In late January, a University of Louisville student stirred controversy when he passed out pamphlets to students enrolled in an LGBTQ Studies course on the college campus. The pamphlets were considered “anti-gay literature” by the press and some students and faculty members. But the university initially stood by its free speech policy and said the student was exercising his First Amendment free speech rights when he showed up at the class on January 28.
Now, this week, the university reversed course and informed the student that he could not distribute pamphlets to the same class and have no more contact with the course professor or the enrolled students. The male student was not enrolled in the LGBTQ Studies course.
Contrary to the claims of the offended students, the pamphlets did not qualify as hate speech and both state law and university policy prohibited the university from limiting students’ free speech rights. The male student distributed the pamphlets, then waited outside the classroom until the class ended. His conduct was reported to administrators and in a meeting with them, he was told he was free to distribute pamphlets to the class again.

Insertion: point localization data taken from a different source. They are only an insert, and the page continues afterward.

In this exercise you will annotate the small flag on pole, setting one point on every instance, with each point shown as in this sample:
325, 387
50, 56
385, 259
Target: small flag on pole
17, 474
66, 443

One of the enrolled students claimed that University of Louisville President Neeli Bendapudi met with them and was sympathetic, but reiterated that her hands were tied on the matter. After more deliberation and meetings with enrolled students and other faculty over the next two weeks, the administration reversed its decision this past week and barred the student from returning to the class to distribute the aforementioned pamphlets. They based their decision on the belief that the male student said he would return to the class again to distribute pamphlets. Now, the university will place a police officer outside of the classroom for the duration of the semester.
Kentucky state law, passed in 2019, protects the rights of students and faculty members to express their personal viewpoints without interference from administrators and “free speech zones.” Free speech zones are designated physical locations where college administrators limit one’s right to express their freedom of speech, which have popped up across the country at various college and university campuses. Additionally, the University of Louisville’s own Code of Student Rights and Responsibilities indicates that the university has the right to restrict the expression of free speech.
A pro-traditional family organization in Kentucky, the Kentucky Family Foundation, criticized the University of Louisville for their policy reversal. A representative from the organization told Inside Higher Ed that a student showing up to a class with an opposing viewpoint is not a safety risk and added, “Our concern here is that the university might be considering alternative ideas as safety threats…That itself is a threat to the free exchange of ideas.”
It is yet another example of how the current young and college-age generation perceive free speech. Speech and words are considered weapons in today’s society and necessitates free speech restrictions (such as “free speech zones”) and “safe spaces” where young people can allegedly voice their opinions with a feeling of safety and free from judgment of peers. The University of Louisville caved into pressure from the LGBTQ community instead of standing up for the First Amendment.